Question 102616
Let's use the quadratic formula to solve for x:



Starting with the general quadratic


{{{ax^2+bx+c=0}}}


the general solution using the quadratic equation is:


{{{x = (-b +- sqrt( b^2-4*a*c ))/(2*a)}}}




So lets solve {{{5*x^2+9*x+1=0}}} ( notice {{{a=5}}}, {{{b=9}}}, and {{{c=1}}})

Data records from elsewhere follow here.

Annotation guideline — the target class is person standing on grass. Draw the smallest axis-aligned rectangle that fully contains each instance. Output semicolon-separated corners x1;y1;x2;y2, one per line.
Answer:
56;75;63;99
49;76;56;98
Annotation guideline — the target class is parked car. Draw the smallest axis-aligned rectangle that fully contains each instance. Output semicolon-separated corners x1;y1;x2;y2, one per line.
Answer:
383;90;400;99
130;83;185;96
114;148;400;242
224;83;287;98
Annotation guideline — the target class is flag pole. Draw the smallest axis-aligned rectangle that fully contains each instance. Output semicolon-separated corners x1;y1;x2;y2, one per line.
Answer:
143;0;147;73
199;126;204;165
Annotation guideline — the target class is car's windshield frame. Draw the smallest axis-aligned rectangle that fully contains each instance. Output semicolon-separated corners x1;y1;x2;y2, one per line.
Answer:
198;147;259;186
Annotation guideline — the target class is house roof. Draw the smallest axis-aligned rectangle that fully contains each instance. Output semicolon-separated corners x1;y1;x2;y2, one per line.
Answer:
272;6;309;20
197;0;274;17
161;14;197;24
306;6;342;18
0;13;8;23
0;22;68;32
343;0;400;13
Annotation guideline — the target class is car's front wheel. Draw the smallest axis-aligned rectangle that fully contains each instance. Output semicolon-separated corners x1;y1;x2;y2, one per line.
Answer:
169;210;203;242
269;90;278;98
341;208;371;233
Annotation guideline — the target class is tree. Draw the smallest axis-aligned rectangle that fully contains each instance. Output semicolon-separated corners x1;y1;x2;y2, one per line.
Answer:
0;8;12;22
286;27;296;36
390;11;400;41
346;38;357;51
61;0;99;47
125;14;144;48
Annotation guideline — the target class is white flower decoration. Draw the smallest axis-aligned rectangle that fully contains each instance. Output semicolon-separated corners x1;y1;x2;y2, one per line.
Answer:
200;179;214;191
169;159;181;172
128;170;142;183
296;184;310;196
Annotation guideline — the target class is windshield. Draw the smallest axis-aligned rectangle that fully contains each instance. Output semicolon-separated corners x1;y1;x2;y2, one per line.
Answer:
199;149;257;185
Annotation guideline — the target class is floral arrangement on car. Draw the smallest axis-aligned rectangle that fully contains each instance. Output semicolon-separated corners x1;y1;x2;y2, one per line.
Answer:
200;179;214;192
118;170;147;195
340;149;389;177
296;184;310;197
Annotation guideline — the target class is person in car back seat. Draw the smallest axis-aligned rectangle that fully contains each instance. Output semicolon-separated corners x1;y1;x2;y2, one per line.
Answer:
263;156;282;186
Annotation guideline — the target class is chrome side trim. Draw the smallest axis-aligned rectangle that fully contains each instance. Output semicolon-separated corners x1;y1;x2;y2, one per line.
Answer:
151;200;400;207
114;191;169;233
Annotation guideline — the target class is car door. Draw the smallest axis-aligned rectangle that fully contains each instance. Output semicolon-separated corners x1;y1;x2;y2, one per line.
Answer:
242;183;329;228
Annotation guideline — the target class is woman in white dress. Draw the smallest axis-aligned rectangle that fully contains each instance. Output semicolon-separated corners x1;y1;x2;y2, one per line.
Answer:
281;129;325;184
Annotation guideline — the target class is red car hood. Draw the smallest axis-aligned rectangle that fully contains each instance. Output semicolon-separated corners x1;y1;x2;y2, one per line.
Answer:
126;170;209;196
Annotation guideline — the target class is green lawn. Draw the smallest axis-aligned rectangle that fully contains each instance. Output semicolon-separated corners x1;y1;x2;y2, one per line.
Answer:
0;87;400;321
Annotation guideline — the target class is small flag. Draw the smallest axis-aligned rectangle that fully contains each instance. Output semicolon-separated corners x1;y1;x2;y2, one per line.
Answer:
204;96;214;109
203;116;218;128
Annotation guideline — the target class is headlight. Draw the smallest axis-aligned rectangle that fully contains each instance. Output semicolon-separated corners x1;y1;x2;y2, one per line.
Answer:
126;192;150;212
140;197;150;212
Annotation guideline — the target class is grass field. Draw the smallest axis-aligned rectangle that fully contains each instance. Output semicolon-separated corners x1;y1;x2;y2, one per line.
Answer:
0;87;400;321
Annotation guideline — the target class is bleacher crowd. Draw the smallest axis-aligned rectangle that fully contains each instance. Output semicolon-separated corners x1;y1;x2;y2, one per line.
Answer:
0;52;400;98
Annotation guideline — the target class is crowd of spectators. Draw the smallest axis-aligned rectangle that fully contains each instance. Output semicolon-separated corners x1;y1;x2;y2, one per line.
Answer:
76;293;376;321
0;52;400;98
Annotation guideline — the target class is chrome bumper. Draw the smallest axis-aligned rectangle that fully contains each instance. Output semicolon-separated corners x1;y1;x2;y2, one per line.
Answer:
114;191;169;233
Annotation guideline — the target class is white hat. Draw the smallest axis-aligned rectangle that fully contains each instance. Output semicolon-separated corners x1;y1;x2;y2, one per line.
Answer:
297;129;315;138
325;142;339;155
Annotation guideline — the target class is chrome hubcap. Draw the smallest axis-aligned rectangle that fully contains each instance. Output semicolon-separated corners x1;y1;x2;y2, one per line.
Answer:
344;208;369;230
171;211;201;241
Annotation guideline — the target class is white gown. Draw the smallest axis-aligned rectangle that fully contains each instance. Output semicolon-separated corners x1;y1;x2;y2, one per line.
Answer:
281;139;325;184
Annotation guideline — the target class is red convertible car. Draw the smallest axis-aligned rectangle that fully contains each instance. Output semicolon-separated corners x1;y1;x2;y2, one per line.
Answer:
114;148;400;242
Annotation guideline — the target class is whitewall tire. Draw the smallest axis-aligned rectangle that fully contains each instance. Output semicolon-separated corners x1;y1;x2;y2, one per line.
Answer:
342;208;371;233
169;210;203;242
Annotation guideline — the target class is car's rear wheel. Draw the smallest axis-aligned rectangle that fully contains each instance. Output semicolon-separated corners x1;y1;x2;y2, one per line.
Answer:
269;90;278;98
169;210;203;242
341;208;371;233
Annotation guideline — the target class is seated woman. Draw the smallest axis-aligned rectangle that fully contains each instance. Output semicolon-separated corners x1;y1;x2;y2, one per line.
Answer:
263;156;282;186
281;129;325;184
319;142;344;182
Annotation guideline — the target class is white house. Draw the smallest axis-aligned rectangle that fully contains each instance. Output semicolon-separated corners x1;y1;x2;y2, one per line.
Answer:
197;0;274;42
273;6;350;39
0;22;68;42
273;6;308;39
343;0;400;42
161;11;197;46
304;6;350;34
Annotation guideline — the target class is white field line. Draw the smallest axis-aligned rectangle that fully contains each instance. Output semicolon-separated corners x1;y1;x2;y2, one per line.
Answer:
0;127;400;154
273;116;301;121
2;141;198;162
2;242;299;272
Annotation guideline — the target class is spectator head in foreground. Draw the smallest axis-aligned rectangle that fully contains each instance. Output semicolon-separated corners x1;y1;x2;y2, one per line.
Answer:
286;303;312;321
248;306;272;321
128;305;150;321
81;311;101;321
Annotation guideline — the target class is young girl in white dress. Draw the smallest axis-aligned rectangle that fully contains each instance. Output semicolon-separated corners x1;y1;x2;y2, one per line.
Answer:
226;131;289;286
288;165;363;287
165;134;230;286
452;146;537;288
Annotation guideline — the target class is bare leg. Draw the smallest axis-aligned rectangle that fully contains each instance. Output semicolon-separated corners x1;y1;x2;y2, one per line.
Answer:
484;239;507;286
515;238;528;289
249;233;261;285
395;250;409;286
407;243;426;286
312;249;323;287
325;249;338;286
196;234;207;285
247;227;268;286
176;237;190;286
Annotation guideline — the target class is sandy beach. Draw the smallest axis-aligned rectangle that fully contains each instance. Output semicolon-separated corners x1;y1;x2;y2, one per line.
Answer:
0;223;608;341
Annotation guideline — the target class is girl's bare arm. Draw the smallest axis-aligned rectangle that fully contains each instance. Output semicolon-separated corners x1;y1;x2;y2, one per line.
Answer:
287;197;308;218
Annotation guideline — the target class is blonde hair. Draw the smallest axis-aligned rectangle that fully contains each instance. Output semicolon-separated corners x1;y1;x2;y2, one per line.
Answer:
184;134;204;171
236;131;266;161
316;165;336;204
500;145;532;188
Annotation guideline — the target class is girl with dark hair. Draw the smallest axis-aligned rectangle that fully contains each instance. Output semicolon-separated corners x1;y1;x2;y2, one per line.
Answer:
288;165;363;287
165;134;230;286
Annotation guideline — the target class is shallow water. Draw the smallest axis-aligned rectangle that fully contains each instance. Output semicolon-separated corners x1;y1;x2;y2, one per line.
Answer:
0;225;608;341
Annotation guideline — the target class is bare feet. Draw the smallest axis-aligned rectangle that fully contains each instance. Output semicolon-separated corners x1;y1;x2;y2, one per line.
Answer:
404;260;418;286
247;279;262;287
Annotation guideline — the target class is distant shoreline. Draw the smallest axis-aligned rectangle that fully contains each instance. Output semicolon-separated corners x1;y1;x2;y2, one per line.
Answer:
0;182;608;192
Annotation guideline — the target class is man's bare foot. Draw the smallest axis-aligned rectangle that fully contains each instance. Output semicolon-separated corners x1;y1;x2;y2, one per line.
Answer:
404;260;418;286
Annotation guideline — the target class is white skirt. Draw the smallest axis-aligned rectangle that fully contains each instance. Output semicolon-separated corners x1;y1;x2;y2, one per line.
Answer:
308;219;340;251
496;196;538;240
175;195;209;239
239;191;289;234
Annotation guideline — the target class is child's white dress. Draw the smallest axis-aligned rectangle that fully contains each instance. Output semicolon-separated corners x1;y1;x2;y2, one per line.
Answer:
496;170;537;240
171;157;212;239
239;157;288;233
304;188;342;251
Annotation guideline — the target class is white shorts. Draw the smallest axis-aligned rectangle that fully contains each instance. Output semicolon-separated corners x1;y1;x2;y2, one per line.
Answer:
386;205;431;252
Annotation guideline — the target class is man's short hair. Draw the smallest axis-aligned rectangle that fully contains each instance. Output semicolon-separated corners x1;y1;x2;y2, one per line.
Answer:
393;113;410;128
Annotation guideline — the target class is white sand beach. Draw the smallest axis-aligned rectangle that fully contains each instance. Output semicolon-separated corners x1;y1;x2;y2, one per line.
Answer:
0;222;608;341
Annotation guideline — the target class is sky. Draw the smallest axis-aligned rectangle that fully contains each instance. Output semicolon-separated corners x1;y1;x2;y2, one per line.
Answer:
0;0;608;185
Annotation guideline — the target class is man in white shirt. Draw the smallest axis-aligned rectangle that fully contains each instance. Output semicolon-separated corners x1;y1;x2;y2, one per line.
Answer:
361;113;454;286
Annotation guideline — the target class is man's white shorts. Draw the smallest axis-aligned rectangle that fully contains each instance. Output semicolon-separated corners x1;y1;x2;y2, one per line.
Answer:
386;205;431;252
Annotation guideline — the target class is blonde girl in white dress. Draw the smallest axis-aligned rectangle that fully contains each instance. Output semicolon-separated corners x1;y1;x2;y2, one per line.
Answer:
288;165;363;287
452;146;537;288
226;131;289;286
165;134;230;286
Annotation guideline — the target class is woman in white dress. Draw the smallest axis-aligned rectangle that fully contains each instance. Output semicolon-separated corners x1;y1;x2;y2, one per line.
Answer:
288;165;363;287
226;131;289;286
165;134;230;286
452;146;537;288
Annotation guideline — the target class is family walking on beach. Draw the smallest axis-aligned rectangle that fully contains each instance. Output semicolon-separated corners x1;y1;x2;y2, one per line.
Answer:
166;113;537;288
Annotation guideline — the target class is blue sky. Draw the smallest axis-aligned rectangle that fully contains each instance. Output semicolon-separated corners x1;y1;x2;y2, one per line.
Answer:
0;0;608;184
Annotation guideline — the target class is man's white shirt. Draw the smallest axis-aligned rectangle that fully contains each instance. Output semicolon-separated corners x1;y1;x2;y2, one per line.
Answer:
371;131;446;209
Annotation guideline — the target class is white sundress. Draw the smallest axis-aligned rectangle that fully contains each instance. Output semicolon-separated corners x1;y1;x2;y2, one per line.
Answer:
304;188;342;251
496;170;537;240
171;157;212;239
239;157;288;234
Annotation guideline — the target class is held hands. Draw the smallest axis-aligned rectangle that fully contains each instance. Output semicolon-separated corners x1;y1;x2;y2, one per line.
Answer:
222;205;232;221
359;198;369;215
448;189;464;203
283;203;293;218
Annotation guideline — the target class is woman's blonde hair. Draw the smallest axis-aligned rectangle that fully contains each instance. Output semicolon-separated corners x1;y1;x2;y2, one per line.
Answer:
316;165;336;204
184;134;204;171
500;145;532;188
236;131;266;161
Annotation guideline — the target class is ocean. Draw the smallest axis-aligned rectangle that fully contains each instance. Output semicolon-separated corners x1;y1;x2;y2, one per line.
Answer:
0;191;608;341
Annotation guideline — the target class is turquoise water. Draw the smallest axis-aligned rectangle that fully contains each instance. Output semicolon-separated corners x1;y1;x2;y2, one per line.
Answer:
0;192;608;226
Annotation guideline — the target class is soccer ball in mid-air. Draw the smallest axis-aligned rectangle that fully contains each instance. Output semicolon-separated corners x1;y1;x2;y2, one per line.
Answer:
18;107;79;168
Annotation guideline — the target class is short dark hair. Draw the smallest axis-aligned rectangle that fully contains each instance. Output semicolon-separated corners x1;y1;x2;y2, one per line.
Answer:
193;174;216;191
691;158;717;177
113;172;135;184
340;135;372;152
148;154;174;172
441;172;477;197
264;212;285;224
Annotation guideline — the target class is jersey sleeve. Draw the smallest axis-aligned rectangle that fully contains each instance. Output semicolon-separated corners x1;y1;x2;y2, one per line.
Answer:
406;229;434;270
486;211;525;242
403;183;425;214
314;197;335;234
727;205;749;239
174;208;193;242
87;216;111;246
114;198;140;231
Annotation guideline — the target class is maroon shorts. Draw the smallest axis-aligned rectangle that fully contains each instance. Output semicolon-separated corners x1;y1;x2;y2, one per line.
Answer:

{{{x = (-9 +- sqrt( (9)^2-4*5*1 ))/(2*5)}}} Plug in a=5, b=9, and c=1




{{{x = (-9 +- sqrt( 81-4*5*1 ))/(2*5)}}} Square 9 to get 81  




{{{x = (-9 +- sqrt( 81+-20 ))/(2*5)}}} Multiply {{{-4*1*5}}} to get {{{-20}}}




{{{x = (-9 +- sqrt( 61 ))/(2*5)}}} Combine like terms in the radicand (everything under the square root)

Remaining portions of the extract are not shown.